Doch der wahre Albtraum beginnt erst. Odin öffnet (nach den Anweisungen an den Wänden) ein Portal. Das führt in eine Dimension: in das Buch der Namen. Das sind die KZ-Opfer aus Buchenwald, die dort seit 80 Jahren in ewiger Qual vor sich hinvegetieren. Odin stößt einen an und der beginnt einen Namen zu singen. Alle, bis auf Odin, sind erschüttert. Helmut versucht, Odin aus dem Buch der Namen wieder rauszuschmeißen, weil der Pakt erfüllt wurde. Doch der lässt sich nicht beirren und stößt noch zwei weitere Gefangene an. Währenddessen töten Jean-Claude und Fix mit ihren Schwertern und Josefine mit ihrem Vampirangriff zusammen die armen Seelen (nachdem klar ist, dass sie nicht gerettet werden können). 

The Aftermath

Jean-Claude kehrt mit dem einen Buch zu Mab zurück. Diese sieht den Auftrag als erfüllt an – es wird klar, dass auch sie wollte, dass das Buch zerstört wird. Doch sie lastet ihm die 3/4? Namen/Seelen an, denn das wären 3 zu viel gewesen. Sie verspricht ihm, dass er dafür die Strafe erhalten wird.

Jean-Claude und Josefine sprechen sich aus. Beide wollen nicht, dass es so weitergeht. Josefine wirft ihm vor, dass er unberechenbar ausraste und er ihr, dass sie verantwortungslos handle, dass sie ihn provoziere und bloßstelle – und sich nicht wie eine Königin aufführe. Eine Scheidung kommt nicht in Frage. Aber eine räumliche Trennung sehr wohl.

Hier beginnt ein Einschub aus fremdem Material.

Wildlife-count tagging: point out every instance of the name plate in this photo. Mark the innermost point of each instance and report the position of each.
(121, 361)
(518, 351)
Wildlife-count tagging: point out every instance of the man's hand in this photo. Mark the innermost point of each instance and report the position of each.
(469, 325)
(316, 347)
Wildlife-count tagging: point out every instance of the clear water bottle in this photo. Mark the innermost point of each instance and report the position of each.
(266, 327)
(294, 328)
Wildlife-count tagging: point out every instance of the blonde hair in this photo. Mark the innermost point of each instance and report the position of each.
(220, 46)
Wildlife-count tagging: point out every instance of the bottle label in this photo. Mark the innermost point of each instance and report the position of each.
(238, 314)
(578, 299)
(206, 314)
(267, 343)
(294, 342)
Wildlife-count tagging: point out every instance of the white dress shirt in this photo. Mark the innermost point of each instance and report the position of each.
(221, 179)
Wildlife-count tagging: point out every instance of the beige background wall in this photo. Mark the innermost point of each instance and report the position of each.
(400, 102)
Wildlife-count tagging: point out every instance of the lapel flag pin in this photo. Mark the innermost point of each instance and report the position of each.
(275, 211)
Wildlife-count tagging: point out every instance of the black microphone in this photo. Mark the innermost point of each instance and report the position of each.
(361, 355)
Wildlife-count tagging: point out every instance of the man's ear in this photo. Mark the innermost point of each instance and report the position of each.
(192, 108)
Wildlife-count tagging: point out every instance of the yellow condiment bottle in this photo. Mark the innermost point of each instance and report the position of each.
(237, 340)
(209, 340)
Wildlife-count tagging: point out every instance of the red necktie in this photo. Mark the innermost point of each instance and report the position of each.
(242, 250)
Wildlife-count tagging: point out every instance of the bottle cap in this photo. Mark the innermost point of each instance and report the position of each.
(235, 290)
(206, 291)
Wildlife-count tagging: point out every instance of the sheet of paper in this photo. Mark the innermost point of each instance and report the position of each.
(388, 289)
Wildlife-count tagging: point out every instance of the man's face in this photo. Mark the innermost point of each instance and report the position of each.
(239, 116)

Odin trifft Alex und gibt dieser den wahren namen von Christos. So ist ihr Pakt erfüllt. Nun hat Alex massiv etwas in der Hand. Sie wendet sich mit ihrem Wissen an Ernst-August.

Die Stiftung Reichserebe hat 5,1 Mrd. Euro bekommen …

Erwähnenswert

Der Schoßtiger Masha

Die Gruppe regt sich mehr und mehr darüber auf, wie Josefine ihren Boy/Tiger behandelt und besteht darauf, dass sie ihn frei lassen soll. Sie erklärt, dass er damit gar nicht zurechtkäme, aber gibt ihm Urlaub. 

Jean-Claude und Karl-Friedrich

Jean-Claude hasst Karl-Friedrich seit ihrer Begegnung damals in Hamburg, die mit daran Schuld war, dass sich Syltanus erhob. Die Titanic hat es nicht besser gemacht. Deshalb geht er auch sofort auf ihn los, als der ihn im Krankenhaus provoziert. Dass jetzt ausgerechnet Josefine ihn erlöst hat, macht es kein bisschen besser. Im Gegenteil. Daher streut er auch Salz in die Wunden, als er beim Auktionstag den verheirateten Mann ihm gegenüber raushängen lässt. Denn beide kommen aus einer Zeit, in der Ehe etwas bedeutet und eine Trennung nicht in Frage kommt.